I believe that it is for the Tamil people in the North and East to decide how they wish to settle the Tamil question - to plagiarize Al Gore, "Let the people have their say". There has been no properly elected civilian representation in the N. and E. since 1977 - a period of 23 years in which a whole generation has grown to maturity without experiencing democracy in action. The Tamil peoples’ will can only be vindicated after this lapse of 23 years, if they have an opportunity of expressing that will at free and fair elections. This is not possible, regrettably, under the present dispensation, whether it be the present Government or the Opposition that is in power. It can only be feasible under the auspices of an UN-sponsored Election Monitoring Team.

The peace groups, which include the Norwegians and now the British, seem to have no role in their act for the Tamil people. All current peace initiatives seem directed towards one end - talks with LTTE. I am sorry, but I do not see that as an equation that is ipse facto, true. Does the LTTE, or for that matter any of the Tamil parties, have a mandate from the Tamil people? The peace groups, the Government, the Opposition, the Norwegians, the British seem to accept this as an axiom. No one has, however, cared to test it with the Tamil people. That is why I say that it is time that Tamil people everywhere, whether in the "cleared", or "uncleared" areas, or in the rest of the country, or abroad, demand their right to an open forum in which to have their say. How create the conditions for the Tamil people to exercise their right to enter the debate and negotiate the final answer to the Tamil question that concerns them most? My suggestion is, in the context of the inability or unwillingness of all these parties concerned to keep the peace in the North and East, that a UN Elections Monitoring Team be called in to install a properly elected, civilian government, freely chosen and clothed with power and responsibility. This is the rationale for UN intervention. For one thing, it will yoke all the Tamil parties, including the LTTE, into agreements and arrangements that explicitly provide for democracy and human rights safeguards. In addition, life in the N. and E. will return to normal. What that means can, perhaps, best be expressed in terms of the reverse of all the abnormal, aberrant behaviourism that have been observed in that land in recent times.
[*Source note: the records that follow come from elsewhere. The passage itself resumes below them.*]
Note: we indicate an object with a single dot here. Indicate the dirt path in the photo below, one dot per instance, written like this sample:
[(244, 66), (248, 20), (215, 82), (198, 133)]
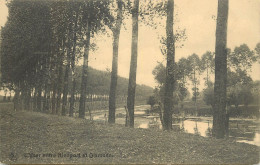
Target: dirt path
[(30, 137)]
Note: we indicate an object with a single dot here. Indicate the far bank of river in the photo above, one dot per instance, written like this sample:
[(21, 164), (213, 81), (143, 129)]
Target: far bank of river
[(242, 130)]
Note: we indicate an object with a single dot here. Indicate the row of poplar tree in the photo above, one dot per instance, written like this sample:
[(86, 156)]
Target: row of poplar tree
[(42, 41)]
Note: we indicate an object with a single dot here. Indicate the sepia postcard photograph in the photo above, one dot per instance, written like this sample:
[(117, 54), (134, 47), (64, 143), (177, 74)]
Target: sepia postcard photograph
[(129, 82)]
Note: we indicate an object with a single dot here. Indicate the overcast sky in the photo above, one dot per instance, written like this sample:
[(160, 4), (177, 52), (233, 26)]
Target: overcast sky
[(197, 17)]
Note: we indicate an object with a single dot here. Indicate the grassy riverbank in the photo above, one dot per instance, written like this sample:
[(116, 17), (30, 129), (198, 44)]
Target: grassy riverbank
[(31, 137)]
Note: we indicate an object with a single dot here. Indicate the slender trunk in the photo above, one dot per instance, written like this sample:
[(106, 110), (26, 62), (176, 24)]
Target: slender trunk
[(39, 99), (47, 86), (112, 93), (53, 100), (169, 84), (35, 100), (60, 83), (219, 114), (72, 98), (66, 85), (133, 64), (84, 74)]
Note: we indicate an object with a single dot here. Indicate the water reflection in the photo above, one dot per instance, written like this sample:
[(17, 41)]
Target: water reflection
[(246, 131)]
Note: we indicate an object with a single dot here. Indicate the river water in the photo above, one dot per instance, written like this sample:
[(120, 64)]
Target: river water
[(242, 130)]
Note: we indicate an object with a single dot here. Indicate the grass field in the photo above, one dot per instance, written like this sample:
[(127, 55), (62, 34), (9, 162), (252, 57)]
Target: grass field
[(31, 137)]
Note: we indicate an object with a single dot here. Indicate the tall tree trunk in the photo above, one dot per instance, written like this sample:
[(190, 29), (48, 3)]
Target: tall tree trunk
[(133, 64), (84, 73), (60, 83), (169, 84), (72, 98), (47, 86), (112, 93), (219, 114), (66, 85)]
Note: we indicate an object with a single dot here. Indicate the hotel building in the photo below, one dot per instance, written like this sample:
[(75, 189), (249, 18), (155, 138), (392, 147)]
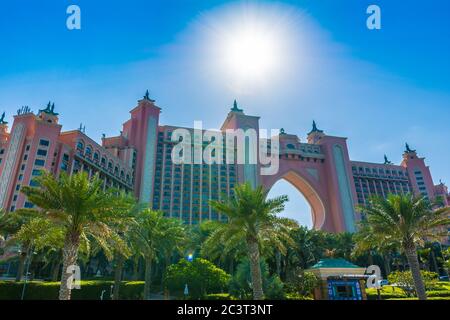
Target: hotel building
[(139, 160)]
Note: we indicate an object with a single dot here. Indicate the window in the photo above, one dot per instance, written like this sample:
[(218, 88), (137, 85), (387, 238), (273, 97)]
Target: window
[(44, 143), (28, 205), (39, 162), (42, 152), (80, 145), (88, 152)]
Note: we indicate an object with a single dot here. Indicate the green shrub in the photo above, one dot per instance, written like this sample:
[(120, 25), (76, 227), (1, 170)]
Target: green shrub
[(405, 281), (297, 296), (240, 287), (201, 276), (219, 296), (90, 290)]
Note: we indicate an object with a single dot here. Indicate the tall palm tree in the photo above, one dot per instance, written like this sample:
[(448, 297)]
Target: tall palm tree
[(82, 209), (152, 235), (367, 242), (252, 219), (10, 223), (408, 220)]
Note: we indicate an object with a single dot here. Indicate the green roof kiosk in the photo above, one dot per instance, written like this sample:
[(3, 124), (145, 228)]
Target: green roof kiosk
[(339, 280)]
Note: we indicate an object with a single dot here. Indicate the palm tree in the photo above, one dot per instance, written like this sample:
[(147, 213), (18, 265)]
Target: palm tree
[(82, 209), (10, 223), (407, 220), (367, 242), (152, 235), (252, 220)]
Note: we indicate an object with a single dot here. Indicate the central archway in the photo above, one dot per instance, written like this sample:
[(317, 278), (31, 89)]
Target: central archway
[(312, 197)]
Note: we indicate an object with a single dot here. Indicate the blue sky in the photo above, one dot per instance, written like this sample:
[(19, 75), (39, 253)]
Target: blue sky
[(378, 88)]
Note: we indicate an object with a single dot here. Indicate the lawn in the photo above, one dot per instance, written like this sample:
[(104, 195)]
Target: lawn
[(441, 292)]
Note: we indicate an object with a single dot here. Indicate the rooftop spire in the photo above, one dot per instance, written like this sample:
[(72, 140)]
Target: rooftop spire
[(408, 149), (386, 161), (2, 119), (50, 109), (147, 96), (315, 129), (235, 107)]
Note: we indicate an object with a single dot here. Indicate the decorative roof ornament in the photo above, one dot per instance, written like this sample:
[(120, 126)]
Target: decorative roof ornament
[(23, 110), (50, 109), (147, 96), (315, 129), (408, 149), (386, 161), (235, 107), (2, 119)]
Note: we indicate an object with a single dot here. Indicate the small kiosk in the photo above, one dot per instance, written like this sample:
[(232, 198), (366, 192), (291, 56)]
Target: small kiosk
[(339, 280)]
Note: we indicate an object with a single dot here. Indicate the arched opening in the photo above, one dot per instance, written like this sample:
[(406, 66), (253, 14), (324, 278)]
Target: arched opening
[(297, 208), (299, 190)]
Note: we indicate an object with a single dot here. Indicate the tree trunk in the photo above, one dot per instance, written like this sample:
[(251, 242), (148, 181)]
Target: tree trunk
[(55, 270), (21, 266), (278, 262), (387, 265), (411, 256), (433, 258), (148, 278), (370, 258), (231, 266), (255, 269), (118, 276), (70, 255)]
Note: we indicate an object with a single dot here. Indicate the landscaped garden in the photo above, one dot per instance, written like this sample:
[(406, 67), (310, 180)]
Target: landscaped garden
[(125, 250)]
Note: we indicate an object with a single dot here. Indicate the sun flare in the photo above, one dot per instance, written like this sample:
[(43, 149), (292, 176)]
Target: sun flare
[(250, 53)]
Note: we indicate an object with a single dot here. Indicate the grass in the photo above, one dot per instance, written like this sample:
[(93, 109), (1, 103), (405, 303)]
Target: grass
[(440, 292)]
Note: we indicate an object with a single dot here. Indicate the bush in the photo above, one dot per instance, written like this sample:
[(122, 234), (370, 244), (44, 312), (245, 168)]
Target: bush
[(201, 276), (404, 281), (240, 287), (90, 290), (219, 296), (297, 296), (303, 283)]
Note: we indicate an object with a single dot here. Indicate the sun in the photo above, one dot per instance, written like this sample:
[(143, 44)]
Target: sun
[(250, 53), (249, 48)]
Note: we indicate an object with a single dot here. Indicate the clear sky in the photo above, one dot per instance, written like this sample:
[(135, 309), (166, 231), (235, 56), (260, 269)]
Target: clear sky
[(379, 88)]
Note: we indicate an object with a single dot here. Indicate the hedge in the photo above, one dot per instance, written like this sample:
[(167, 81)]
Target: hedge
[(219, 296), (90, 290), (387, 294)]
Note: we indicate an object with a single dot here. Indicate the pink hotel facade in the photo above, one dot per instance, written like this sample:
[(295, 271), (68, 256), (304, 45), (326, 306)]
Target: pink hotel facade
[(139, 160)]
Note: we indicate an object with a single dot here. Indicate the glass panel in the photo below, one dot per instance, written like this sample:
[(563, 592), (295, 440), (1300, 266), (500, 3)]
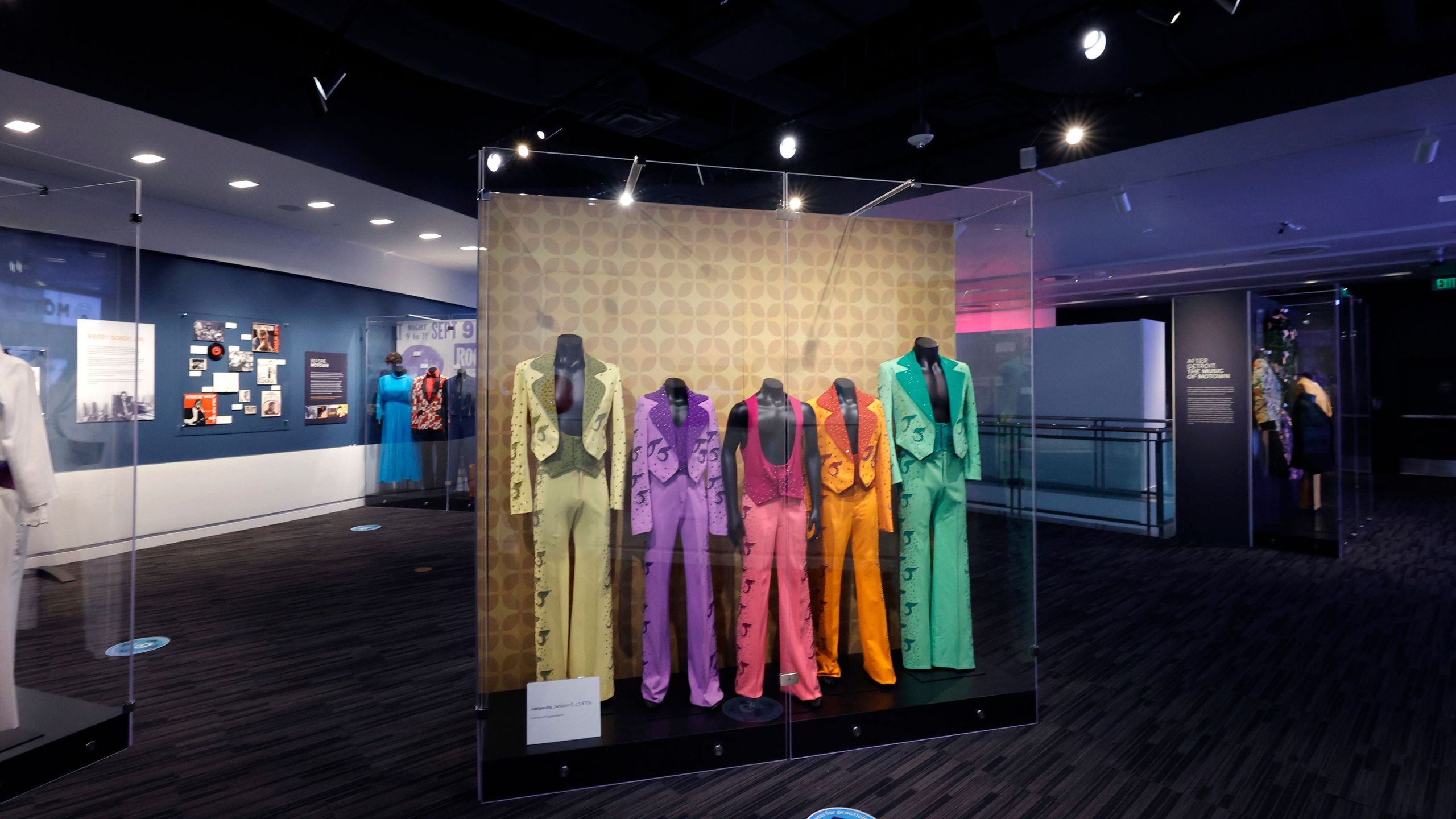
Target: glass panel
[(922, 608), (421, 460), (1298, 454), (72, 404), (592, 307)]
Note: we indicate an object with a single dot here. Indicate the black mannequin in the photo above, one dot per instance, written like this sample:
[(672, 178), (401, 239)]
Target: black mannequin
[(928, 353), (775, 431), (571, 382), (849, 407), (676, 391)]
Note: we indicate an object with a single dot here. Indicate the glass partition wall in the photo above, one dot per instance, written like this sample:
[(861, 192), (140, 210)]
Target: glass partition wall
[(724, 448), (75, 384)]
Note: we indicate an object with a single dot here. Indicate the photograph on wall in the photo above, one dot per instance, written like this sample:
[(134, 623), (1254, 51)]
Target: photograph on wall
[(325, 388), (241, 362), (266, 338), (198, 410), (115, 372), (207, 331), (449, 346), (267, 371)]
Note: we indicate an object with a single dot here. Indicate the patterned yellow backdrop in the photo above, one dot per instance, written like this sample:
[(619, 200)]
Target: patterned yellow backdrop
[(717, 296)]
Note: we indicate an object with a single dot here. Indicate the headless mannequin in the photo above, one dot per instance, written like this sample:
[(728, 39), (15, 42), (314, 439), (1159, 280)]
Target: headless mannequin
[(571, 382), (677, 398), (775, 431), (928, 353)]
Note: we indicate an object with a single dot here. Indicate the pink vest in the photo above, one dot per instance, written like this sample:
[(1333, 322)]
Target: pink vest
[(762, 480)]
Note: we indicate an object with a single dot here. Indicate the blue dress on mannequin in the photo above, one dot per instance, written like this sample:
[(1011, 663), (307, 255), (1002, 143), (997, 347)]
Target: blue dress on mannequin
[(398, 457)]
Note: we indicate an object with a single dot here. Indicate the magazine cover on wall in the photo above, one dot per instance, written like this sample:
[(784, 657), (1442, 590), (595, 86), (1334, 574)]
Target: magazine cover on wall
[(114, 371), (238, 363)]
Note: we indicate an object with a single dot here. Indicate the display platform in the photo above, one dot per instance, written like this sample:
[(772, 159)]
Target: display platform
[(69, 735)]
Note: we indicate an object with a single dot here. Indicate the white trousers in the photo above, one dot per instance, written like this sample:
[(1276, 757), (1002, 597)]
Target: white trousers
[(12, 569)]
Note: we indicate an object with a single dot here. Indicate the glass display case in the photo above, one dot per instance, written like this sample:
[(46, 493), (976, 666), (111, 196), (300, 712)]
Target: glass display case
[(420, 398), (75, 385), (1299, 400), (724, 449)]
Every opportunity should be grasped by the Tamil people and parties alike to establish links with groups of enlightened Sinhalese opinion that perceive the good of all implicit in breaking the hold of the present Sinhala ruling class over the affairs of the country, defeating majoritarianism and replacing the present unitarianism and centrist structure of government by a new confederative structure or consociation of nationalities. This, in a plural society such as ours, is the only suitable vehicle for democracy, according parity, equality and tolerance at all levels of government and society and culture and liberating the down-trodden and oppressed, whether Sinhala, Tamil, Muslim, Malaya or Burgher or other, so that they may live in peace, dignity and concord, without either class or ethnic bias and where there is scope for all without the one subsuming the other.